Genomic Characterization of Integron-Harboring Isolates
The main statistics obtained with the de novo assembly of the 11 genomes are displayed in Table S3. The draft genomes varied among 3.8 Mb and 3688 protein-coding genes for M. morganii, and 6.5 Mb and 5938 protein-coding genes for P. putida, respectively (Table S3).
Overall, among the 333 isolates studied, we have detected 11 isolates harboring 12 integrons (Table 3). A single K. pneumoniae isolate harbored a class 1 and a class 3 integron within its genome. Integrons were similarly recovered along the whole period of sampling (March 2013 to February 2014), distributed among organic (n = 6) and conventional (n = 5) food products, and were predominant among lettuces (n = 9), but were also present in carrots (n = 1) and strawberries (n = 1; Table 3).

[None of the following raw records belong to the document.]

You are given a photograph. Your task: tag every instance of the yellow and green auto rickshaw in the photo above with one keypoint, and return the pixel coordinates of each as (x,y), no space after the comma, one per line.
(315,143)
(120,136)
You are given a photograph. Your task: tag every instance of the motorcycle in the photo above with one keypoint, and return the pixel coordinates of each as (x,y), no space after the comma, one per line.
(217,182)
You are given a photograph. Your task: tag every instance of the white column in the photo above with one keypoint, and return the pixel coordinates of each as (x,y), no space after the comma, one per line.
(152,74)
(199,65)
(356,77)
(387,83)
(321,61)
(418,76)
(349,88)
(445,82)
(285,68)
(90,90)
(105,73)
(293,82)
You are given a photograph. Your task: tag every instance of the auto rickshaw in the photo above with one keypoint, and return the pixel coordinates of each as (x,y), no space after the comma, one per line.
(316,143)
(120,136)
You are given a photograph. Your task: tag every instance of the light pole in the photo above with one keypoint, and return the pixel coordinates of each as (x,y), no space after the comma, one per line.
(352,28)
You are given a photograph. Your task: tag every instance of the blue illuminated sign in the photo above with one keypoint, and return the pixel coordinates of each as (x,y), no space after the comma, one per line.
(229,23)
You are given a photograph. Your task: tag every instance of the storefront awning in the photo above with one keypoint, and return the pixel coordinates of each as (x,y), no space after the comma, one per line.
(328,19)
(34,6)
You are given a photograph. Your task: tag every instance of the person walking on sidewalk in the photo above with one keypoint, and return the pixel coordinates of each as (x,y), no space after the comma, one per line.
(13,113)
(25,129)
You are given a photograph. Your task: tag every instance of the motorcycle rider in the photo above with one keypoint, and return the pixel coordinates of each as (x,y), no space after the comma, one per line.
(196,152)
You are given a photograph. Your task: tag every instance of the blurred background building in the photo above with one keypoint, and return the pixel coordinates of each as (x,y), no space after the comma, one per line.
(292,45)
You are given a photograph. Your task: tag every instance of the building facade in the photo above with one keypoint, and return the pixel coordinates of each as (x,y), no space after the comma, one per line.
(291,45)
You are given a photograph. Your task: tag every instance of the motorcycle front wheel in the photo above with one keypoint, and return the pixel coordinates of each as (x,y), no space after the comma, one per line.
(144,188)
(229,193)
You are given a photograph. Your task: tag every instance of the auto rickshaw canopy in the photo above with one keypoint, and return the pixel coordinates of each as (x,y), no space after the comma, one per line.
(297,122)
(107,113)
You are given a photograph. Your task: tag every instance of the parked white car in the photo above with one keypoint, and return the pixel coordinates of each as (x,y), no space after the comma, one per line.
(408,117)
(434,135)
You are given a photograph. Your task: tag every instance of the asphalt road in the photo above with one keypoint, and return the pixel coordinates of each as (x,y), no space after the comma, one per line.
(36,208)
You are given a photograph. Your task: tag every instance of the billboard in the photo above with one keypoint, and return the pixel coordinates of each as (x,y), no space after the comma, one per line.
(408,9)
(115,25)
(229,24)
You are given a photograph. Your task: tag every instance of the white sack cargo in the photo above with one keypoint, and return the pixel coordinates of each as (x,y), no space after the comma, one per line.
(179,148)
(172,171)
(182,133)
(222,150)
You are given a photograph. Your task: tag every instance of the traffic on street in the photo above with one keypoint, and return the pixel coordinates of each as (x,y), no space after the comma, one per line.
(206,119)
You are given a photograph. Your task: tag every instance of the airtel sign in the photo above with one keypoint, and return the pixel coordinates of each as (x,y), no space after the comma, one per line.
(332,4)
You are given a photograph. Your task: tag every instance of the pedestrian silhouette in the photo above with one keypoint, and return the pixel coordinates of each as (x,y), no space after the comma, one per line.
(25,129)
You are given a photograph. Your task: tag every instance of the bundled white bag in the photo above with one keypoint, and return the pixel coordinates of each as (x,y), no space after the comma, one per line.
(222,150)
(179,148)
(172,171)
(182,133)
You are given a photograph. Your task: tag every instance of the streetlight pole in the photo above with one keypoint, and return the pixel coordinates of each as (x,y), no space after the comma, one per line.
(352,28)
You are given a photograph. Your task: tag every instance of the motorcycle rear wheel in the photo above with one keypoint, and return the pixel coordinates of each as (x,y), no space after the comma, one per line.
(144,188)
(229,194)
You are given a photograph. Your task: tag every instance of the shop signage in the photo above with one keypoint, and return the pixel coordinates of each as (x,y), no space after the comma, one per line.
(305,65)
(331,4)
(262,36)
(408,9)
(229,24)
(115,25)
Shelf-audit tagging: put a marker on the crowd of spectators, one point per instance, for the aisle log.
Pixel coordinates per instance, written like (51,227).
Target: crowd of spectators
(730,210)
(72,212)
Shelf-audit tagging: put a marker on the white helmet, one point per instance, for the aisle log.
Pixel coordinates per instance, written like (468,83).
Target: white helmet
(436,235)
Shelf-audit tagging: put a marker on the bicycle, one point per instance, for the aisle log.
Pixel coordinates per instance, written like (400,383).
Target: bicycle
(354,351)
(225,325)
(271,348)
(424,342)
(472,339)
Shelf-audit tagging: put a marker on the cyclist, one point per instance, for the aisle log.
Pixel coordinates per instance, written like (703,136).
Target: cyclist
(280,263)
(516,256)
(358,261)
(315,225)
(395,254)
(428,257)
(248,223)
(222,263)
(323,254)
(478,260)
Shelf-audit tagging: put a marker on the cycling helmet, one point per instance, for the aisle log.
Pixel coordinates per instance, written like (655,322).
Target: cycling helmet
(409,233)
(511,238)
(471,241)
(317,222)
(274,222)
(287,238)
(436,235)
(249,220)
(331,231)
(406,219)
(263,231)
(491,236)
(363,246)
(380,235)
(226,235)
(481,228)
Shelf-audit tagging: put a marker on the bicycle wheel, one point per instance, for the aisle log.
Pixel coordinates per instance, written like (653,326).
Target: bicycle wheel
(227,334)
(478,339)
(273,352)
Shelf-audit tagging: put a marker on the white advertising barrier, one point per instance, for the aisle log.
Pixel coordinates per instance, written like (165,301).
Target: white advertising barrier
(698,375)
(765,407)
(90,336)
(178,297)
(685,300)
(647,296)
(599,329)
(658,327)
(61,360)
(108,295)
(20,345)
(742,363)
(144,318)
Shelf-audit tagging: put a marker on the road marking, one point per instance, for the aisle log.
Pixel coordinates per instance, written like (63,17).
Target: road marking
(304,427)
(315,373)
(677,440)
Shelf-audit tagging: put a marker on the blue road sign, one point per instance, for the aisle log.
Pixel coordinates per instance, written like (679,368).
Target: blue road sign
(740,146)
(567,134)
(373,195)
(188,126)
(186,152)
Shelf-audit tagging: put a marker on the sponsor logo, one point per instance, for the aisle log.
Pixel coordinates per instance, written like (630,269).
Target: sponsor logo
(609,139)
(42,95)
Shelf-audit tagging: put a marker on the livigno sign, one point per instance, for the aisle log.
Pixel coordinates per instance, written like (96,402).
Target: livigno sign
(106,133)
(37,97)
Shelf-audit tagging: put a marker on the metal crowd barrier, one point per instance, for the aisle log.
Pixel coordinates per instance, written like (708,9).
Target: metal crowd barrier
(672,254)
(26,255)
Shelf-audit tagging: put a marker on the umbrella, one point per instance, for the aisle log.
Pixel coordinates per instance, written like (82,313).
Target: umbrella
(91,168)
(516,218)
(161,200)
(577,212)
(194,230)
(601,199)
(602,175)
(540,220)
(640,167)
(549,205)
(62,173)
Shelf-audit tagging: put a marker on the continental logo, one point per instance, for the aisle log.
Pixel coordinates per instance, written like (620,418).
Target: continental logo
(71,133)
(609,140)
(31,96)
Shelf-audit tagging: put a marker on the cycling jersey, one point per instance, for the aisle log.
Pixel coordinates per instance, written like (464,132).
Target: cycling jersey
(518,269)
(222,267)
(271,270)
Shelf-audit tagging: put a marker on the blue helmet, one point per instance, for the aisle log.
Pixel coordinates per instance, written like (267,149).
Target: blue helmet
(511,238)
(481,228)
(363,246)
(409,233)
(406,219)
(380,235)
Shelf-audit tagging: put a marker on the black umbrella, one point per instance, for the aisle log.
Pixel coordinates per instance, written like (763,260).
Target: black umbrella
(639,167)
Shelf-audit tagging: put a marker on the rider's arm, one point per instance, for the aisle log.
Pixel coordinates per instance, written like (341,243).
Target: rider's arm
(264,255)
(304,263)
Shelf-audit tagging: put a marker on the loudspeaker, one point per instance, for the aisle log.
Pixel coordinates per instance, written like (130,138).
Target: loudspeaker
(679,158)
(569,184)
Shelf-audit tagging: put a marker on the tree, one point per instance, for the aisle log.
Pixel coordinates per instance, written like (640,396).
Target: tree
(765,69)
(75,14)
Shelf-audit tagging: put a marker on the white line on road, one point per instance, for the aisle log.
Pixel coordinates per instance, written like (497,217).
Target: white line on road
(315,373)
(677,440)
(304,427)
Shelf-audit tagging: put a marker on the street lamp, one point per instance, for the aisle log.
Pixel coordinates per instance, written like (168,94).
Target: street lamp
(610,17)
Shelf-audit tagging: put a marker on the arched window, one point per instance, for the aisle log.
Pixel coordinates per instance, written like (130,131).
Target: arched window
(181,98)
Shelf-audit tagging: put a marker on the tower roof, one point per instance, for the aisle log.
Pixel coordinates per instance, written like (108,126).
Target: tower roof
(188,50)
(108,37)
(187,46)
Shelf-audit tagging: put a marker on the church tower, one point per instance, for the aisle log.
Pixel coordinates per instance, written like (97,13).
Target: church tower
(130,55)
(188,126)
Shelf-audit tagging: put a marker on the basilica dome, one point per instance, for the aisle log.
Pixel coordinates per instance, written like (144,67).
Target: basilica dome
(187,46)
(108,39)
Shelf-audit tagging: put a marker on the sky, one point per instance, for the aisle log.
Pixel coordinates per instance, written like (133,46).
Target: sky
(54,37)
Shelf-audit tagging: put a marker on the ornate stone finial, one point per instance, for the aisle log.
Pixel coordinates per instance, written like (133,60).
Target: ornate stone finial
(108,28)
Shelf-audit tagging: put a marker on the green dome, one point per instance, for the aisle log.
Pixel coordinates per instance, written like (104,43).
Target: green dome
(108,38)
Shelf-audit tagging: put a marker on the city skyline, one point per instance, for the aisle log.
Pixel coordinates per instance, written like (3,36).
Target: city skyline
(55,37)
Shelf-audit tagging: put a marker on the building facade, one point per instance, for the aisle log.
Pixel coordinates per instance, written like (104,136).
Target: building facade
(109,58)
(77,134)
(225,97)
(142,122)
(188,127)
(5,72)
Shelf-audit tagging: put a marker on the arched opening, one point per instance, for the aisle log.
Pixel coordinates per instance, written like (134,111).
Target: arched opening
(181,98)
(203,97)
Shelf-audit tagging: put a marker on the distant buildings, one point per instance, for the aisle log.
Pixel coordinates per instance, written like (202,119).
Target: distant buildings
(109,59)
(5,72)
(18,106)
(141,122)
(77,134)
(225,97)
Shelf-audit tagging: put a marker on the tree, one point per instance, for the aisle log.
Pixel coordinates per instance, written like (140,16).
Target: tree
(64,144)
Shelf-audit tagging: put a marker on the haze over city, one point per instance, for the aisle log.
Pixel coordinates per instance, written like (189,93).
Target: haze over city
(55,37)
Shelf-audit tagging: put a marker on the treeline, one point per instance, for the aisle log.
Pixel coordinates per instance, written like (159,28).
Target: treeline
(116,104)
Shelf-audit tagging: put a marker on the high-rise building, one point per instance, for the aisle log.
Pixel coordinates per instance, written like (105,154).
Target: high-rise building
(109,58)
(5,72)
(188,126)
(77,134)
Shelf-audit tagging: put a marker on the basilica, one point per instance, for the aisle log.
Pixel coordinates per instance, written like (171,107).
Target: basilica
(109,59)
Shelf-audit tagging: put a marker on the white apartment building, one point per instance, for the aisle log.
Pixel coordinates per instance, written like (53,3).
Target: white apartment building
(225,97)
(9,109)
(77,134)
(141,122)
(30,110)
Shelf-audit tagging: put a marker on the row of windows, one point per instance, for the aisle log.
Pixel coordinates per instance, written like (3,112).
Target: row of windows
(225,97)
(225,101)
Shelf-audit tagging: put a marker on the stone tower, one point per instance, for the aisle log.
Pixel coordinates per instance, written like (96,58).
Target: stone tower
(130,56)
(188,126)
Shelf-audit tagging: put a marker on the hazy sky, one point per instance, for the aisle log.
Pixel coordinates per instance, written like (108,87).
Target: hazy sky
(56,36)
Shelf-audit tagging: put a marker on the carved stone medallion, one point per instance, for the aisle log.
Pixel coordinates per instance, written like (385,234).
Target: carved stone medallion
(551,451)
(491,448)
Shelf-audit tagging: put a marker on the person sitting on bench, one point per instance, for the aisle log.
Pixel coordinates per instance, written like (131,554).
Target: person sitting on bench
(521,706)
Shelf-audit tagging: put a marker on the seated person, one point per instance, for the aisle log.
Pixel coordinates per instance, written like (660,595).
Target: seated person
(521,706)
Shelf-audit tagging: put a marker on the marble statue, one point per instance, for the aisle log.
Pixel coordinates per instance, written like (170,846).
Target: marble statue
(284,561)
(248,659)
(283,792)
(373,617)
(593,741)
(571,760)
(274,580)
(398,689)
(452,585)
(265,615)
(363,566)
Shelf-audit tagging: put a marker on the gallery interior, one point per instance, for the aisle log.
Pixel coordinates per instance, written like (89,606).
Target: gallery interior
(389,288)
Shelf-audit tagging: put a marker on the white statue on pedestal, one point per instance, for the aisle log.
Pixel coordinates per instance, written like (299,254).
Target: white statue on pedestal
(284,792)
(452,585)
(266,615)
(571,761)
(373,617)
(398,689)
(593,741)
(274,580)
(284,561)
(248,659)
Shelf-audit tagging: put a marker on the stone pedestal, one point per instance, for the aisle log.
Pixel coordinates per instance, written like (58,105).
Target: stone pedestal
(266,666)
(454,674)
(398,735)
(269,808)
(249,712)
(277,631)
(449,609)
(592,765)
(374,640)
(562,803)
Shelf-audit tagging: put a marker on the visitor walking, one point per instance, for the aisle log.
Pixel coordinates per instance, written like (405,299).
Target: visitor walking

Table 3. Phenotypic and genotypic characteristics of isolates producing class 1, 2, and 3 integrons.
Besides the presence of typically chromosomal resistance genes such as blaACT−type and blaDHA−type in E. cloacae, and M. morganii (data now shown), respectively, 10 out of the 11 isolates showed diversity of acquired resistance genes (Table 3). These genes may be able to confer resistance to multiple antibiotic classes, such as β-lactams, aminoglycosides, quinolones, chloramphenicol, and sulfonamides, as represented in the susceptibility profile displayed in Table 3. Among the acquired resistance mechanisms, we highlight the presence of the recently described plasmid-mediated colistin resistance gene mcr-1 in E. coli, and the macrolide inactivation gene mphA in M. morganii, both from lettuce samples, as well as ESBL-encoding gene blaGES−11 and PMQR-encoding gene oqxAB in K. pneumoniae recovered from organic strawberries.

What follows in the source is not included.